Three broad categories of predictive accuracy measures will be discussed: (1) concepts in describing predictive accuracy, including ROC, AUC and the confusion matrix (2) visualization of the distribution of prediction values, and (3) statistical tests. All the methods described below were conducted in R, version 3.0.2 [10-13]. See Table 2. Sample R code is available in Additional file 1. Code and data to reproduce the results in this paper are provided in Additional file 2. Further details are embedded in the results.

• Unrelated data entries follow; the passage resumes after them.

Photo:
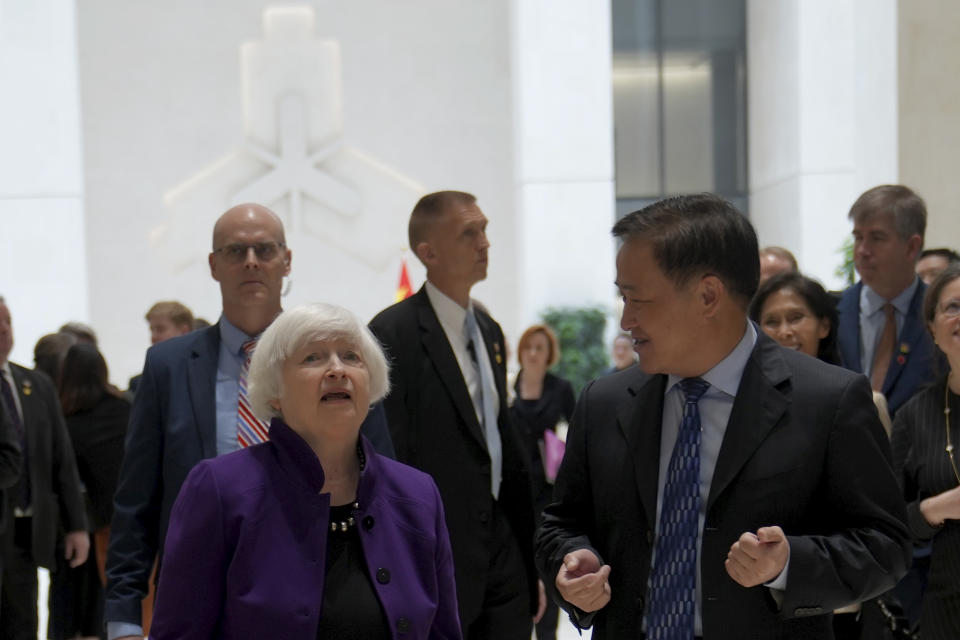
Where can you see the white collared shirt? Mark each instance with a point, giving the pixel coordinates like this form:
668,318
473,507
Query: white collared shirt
452,317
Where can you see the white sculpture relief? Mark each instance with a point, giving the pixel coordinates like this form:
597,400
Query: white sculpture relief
293,156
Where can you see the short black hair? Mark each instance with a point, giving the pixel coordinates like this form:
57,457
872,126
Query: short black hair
950,255
821,304
698,234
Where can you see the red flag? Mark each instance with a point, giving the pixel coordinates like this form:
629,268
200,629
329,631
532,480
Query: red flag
404,290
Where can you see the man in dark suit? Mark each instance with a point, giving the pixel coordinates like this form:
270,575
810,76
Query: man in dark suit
191,404
46,495
448,416
727,487
881,332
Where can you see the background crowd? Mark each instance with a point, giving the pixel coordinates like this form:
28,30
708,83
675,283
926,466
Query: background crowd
93,496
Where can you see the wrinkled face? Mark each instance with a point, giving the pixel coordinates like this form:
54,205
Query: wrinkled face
535,353
930,267
325,389
771,265
946,323
458,243
786,318
661,318
250,276
6,333
623,355
882,258
162,328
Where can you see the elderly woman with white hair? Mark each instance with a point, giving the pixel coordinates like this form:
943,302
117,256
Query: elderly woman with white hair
312,534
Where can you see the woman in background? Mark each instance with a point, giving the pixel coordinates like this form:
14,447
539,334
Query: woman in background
542,401
795,311
926,436
96,415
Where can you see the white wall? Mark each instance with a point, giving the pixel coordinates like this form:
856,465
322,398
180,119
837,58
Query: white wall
43,267
564,153
822,109
508,99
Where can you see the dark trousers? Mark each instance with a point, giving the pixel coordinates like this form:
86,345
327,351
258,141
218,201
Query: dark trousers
18,593
506,601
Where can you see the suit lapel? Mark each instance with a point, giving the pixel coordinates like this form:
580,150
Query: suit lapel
495,354
31,405
848,329
202,382
640,420
438,348
756,409
910,335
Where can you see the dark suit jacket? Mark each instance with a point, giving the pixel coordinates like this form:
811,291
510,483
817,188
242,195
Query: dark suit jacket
247,548
803,449
55,496
97,435
915,361
435,428
173,426
10,459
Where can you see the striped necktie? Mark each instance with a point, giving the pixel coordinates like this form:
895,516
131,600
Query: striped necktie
250,429
673,581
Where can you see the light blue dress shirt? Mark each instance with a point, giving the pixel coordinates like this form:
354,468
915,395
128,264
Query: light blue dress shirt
229,366
715,406
872,320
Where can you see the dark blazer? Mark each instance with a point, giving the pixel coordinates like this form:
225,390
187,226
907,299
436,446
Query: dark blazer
803,449
915,361
173,426
10,460
55,496
97,435
246,552
435,428
920,458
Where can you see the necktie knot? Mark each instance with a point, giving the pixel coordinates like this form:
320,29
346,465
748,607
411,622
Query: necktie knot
693,388
248,347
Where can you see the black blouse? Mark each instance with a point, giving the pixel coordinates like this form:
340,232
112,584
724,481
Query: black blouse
350,609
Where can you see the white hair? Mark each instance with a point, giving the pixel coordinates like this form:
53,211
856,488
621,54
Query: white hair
294,328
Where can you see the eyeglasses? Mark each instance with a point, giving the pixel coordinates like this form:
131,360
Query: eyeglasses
951,308
236,253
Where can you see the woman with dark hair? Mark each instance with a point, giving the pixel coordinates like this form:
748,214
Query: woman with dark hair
543,401
795,311
924,433
96,416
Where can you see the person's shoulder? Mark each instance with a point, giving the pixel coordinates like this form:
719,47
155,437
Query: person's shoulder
175,349
403,481
34,381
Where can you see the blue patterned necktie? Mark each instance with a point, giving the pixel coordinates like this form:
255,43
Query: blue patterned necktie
488,404
673,581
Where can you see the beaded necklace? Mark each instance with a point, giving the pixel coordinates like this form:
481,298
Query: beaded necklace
946,418
345,525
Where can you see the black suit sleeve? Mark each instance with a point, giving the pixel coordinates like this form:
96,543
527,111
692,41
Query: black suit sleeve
870,549
11,459
66,478
135,525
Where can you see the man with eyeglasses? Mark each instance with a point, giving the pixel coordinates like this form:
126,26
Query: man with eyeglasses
191,404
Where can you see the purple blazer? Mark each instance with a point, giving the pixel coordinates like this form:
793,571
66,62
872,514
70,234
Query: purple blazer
246,550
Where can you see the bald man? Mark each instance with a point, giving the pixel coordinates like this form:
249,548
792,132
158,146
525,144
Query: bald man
188,403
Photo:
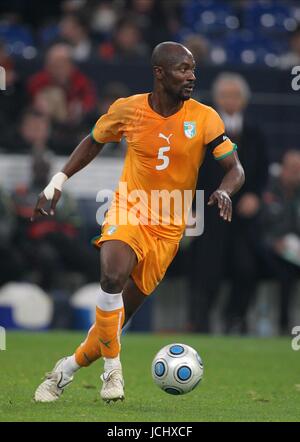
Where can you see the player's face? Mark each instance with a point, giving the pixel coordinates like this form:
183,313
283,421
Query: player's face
179,78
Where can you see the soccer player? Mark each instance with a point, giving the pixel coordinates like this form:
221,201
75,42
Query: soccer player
167,134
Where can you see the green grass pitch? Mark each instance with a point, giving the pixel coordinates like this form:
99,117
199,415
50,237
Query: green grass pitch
245,379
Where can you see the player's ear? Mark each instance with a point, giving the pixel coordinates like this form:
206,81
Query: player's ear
158,72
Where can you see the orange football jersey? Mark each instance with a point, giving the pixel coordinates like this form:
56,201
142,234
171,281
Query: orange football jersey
164,154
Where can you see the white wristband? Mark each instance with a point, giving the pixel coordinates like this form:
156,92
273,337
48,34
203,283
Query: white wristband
56,182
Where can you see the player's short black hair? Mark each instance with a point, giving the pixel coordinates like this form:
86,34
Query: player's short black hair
167,53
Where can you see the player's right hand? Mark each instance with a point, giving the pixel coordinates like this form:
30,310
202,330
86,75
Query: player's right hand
42,202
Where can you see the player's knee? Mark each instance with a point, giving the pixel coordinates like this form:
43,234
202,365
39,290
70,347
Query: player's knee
113,282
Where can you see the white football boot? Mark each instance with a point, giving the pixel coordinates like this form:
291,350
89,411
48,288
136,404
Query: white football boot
53,386
113,386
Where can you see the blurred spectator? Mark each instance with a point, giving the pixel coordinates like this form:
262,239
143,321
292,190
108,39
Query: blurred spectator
74,30
127,44
281,221
51,101
291,58
32,133
53,253
12,99
60,72
230,249
152,16
11,264
111,92
231,96
198,46
104,19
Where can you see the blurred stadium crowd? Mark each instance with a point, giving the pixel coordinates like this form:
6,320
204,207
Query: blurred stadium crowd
67,61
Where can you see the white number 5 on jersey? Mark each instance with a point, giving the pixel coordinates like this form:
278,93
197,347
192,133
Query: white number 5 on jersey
165,159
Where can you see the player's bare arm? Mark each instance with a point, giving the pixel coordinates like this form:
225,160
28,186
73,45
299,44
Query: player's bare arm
233,180
82,155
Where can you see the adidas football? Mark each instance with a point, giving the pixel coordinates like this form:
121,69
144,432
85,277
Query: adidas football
177,369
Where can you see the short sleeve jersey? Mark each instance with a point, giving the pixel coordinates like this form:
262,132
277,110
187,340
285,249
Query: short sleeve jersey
164,154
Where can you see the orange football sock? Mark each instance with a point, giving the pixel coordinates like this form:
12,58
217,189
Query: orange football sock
89,351
110,325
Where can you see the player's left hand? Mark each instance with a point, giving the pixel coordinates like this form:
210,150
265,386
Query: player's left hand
222,198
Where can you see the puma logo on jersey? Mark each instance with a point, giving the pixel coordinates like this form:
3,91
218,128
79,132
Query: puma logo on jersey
165,137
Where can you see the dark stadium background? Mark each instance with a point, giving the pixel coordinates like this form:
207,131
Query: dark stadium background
252,38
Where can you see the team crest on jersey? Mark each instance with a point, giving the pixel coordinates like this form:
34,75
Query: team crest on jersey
189,129
111,230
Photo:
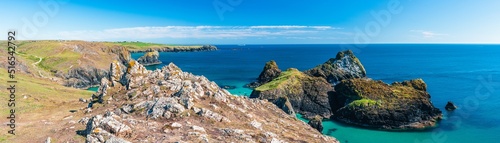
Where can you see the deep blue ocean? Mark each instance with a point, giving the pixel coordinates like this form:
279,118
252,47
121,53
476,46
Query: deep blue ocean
468,75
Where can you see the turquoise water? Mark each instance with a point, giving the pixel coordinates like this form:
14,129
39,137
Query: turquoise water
468,75
93,89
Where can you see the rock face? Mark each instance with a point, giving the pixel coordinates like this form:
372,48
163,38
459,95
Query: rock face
450,106
317,123
83,77
170,105
86,76
307,95
344,66
149,58
180,49
374,104
269,72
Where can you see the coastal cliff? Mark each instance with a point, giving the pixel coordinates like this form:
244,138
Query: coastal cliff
175,49
374,104
353,99
149,58
344,66
82,64
169,105
307,95
270,72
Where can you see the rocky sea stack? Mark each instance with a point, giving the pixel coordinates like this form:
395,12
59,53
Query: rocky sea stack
307,95
150,58
270,72
374,104
317,123
339,89
344,66
168,105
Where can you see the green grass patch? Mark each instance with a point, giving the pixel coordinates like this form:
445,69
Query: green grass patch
283,78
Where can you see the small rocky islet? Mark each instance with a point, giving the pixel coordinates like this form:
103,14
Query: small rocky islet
150,57
339,89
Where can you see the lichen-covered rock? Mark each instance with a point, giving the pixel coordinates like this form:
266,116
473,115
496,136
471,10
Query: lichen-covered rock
149,58
317,123
307,95
374,104
82,77
285,105
169,105
344,66
269,72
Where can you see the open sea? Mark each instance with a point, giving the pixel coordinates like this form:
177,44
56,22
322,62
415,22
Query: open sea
468,75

Table 2 Predictive accuracy measures and the corresponding R package in which they can be computed


Dataset and models

The example dataset and model have been described in detail previously [1] and are only described briefly here. Genetic variants from common genotyping arrays were annotated for 14 functional characteristics (twelve of which are binary and two are quantitative), many of which are from the Encyclopedia of DNA Elements (ENCODE) Project, with data from various cell types merged (un-weighted) into a single variable for each characteristic. All functional characteristics could be presented in a binary presence/absence format with the exception of two types conservation scores, which remained on a quantitative scale. A regularized logistic model, capable of handling correlated predictor variables, was used. A random 60 % of the genetic variants were assigned to the training set to determine the parameters of the model, and the remaining variants were reserved for the independent test set to evaluate the accuracy of the model. All models produced a prediction value ranging from 0 to 1 for each genetic variant, with values close to 1 implying high probability of the variant contributing to risk. Due to the unbalanced nature of the data a weighting procedure that equalizes the importance of hits and non-hits in the training set was employed. Hits were weighted by (Nhits + Nnon-hits)/2Nhits and all non-hits by (Nhits + Nnon-hits)/2Nnon-hits, where Nhits and Nnon-hits denote the number of hits and non-hits, respectively, in the training set [1]. Without this weighting scheme, all variants are assigned low prediction values although the model still retains comparable overall accuracy. Overall accuracy may not be representative of accuracy within classification groups, which is the main problem with unbalanced data. As well as using the weighting scheme to ameliorate this issue in our example data we discuss other matters to be considered in relation to the accuracy and data visualization methods described.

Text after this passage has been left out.